The importance of transient tissue reponses is further highlighted in the temperature analysis where the shape (circularity) of the ablation areas vary greatly, whilst the overall heated areas grow similarly for each probe. For example, when the material properties are taken constant, the SSS design appears to create much more circular absorption patterns outperforming the other probes as it more closely matches the typically spherical shape of tumours. However, this effect disappears the moment variable tissue properties are introduced, which make all probes perform equally (in terms of shape) at the end of ablation. These results could question the use of a sleeve in a probe design, although further analysis and probe optimisation is required to provide a conclusive answer. The overall trend observed between the probes is that there are some profound performance differences between them in the early stages of ablation that seem to disappear towards the end of ablation.
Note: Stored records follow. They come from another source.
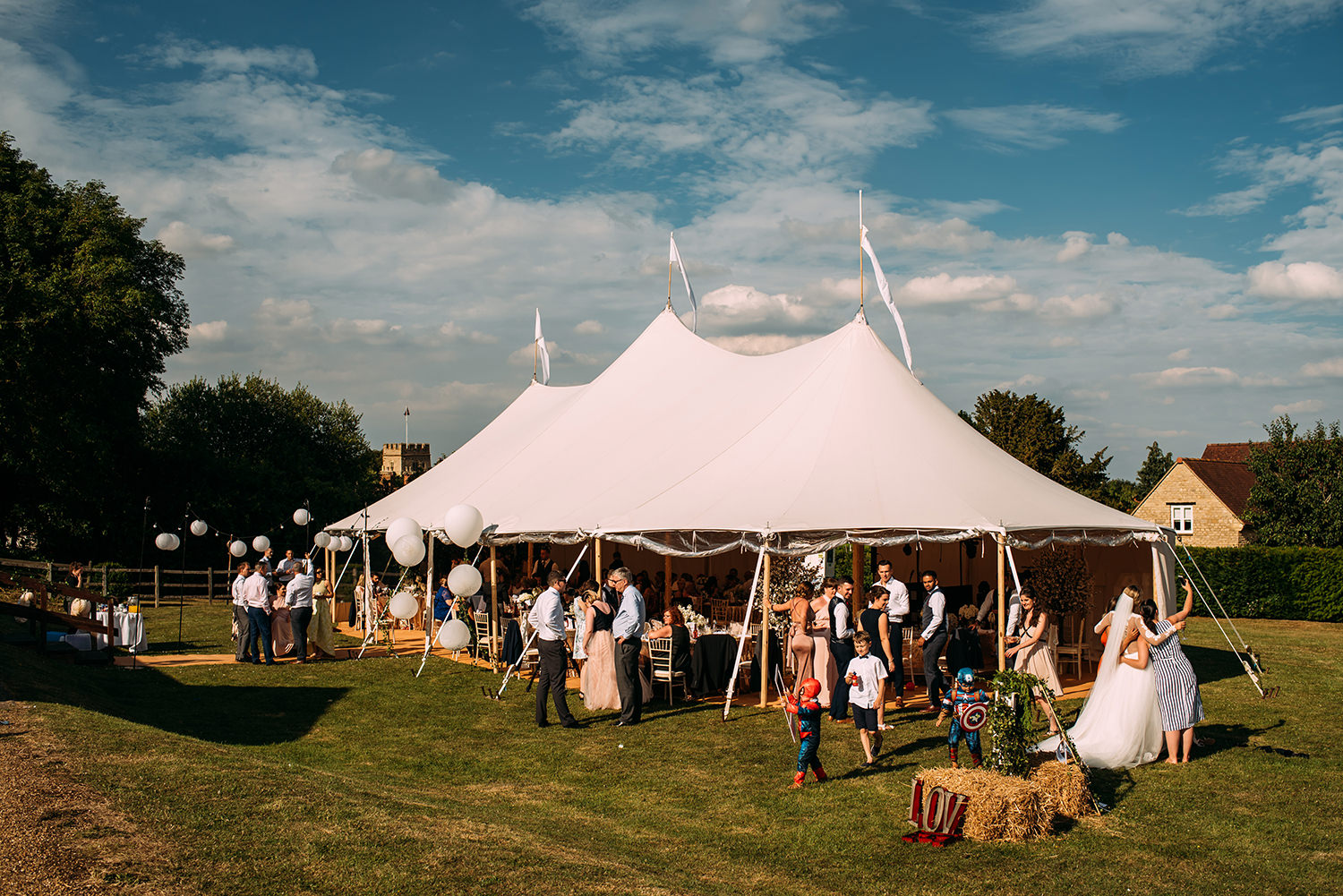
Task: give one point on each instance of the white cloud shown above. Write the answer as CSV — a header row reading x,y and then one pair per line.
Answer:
x,y
766,344
1329,367
943,287
1203,376
1085,306
1031,126
384,174
1307,405
190,242
1076,243
1142,38
1299,279
727,32
454,332
1315,117
209,332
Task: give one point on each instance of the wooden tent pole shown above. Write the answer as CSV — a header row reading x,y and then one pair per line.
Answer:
x,y
765,637
1002,602
494,603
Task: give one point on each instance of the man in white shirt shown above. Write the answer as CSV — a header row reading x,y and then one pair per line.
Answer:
x,y
244,653
257,597
547,619
897,613
298,598
628,629
934,638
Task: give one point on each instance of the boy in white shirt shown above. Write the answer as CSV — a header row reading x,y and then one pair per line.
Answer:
x,y
867,678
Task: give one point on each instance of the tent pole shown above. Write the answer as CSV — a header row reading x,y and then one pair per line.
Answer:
x,y
494,605
765,637
1002,601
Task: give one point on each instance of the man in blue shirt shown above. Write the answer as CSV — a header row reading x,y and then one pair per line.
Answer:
x,y
628,629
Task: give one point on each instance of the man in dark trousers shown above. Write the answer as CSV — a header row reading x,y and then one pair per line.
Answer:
x,y
841,646
547,619
628,629
934,638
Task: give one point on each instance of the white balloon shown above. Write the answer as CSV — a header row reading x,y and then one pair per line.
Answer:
x,y
464,525
464,581
454,636
408,551
400,527
403,605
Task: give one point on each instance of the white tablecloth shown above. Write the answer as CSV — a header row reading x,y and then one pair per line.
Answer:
x,y
131,630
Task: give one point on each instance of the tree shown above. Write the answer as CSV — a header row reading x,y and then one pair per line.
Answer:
x,y
89,311
246,453
1155,466
1037,434
1297,493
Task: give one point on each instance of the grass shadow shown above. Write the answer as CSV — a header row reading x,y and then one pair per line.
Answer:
x,y
233,713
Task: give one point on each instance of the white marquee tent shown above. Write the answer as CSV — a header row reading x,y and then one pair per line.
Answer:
x,y
688,449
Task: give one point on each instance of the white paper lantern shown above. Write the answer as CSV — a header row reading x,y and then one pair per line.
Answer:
x,y
400,527
408,551
464,525
464,581
403,605
454,636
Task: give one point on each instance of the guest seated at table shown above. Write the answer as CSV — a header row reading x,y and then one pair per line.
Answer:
x,y
673,627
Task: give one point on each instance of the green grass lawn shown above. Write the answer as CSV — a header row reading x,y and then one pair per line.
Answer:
x,y
356,778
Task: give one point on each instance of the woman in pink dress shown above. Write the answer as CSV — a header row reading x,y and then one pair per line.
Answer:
x,y
822,664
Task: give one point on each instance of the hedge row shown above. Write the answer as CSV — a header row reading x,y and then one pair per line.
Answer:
x,y
1273,584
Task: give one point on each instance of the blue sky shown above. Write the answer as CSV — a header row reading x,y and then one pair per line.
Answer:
x,y
1135,209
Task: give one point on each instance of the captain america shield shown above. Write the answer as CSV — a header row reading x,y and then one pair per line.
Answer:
x,y
974,716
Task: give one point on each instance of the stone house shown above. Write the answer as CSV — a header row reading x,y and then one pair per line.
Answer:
x,y
1203,499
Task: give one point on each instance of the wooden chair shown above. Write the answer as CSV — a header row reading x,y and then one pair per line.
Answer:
x,y
660,661
1071,652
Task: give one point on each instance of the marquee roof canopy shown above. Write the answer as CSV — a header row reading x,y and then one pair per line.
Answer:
x,y
688,449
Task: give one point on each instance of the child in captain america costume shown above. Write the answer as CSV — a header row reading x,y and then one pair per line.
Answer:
x,y
808,738
962,694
Even though results as presented are useful a few limitations can still be identified. The transient behaviour in these simulations is strongly dependent on the coupling between the electromagnetic and thermal problems, i.e. the material models used. More detailed and robust material models are required to get quantitative predictive ablation models. This includes the physiological changes that occur during tissue ablation, such as perfusion (in vivo) or tissue shrinkage when exposed to temperature increase.

Also the geometries used in these simulations are chosen based on literature, but without consideration of manufacturability. This was done so that the probe diameter was consistent across all probes tested and for a more intuitive comparison. Optimisation approaches such as presented in Etoz and Brace (2018) are recommended to explore the potential of different probe types.

As this study has demonstrated, a thorough study of the dynamics is key to understanding tissue ablation. This might be emphasised even further if one would consider the effects of transient thermal loading on cellular damage models.